Loop breaking off when checking for duplicates in a list?

Question

I'm trying to generate a list using random results from another list, and I want there to be no duplicates (with one exception) when I do so. The problem occurs when I check for duplicates - it automatically breaks the loop when it finds one and I don't know why.

As far as I can tell, everything seems to be correct. I've run the code through pythontutor.com/visualise, I've tried different pieces of code to check for duplicates, I've changed the loops into for loops, while loops, range loops. I tested out my definition for turning_point, I even copy-pasted it into the loop itself instead of using it as a function, I tried changing the position of the 'if' statement, etc. I've been at this for an entire night and I still can't troubleshoot the problem.

Edit: I don't actually want such a heavy weight on a particular instance (in this case, "conclusion"), I just did that to test out the duplicates check. In reality the weights are closer to 3, 1, 1, 2, 1, etc. The other thing is that in my actual code, the action_tables are 43 values long instead of just 7.

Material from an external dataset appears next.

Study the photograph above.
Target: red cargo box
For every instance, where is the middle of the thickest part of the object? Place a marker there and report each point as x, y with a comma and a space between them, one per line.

#first list to draw random items from
action_table = ["conclusion", "none", "confrontation", "protector", "crescendo", "destroy the thing", "meta"]

#code to draw random items from first list
#first variable weighted to guarantee duplicates for testing
def turning_point():
    turning_point = (random.choices(action_table, [500, 1, 1, 1, 1, 1, 1]))
    return turning_point

#generate second list called 'plot_points'
plot_points = []
for x in range(int(input("How many Turning Points to generate? "))):
    tp = turning_point()
#the code below is what I got from this site
#added tp != to allow duplicates of "none" result
    if any(plot_points.count(tp) > 1 for tp in plot_points) and tp != "none": 
        continue
#results get added to the plot_points list:
    plot_points.append(tp)
print(plot_points)

If I remove the line that checks for duplicates, this is what I get:

[['conclusion'], ['conclusion'], ['meta'], ['conclusion'], ['conclusion']]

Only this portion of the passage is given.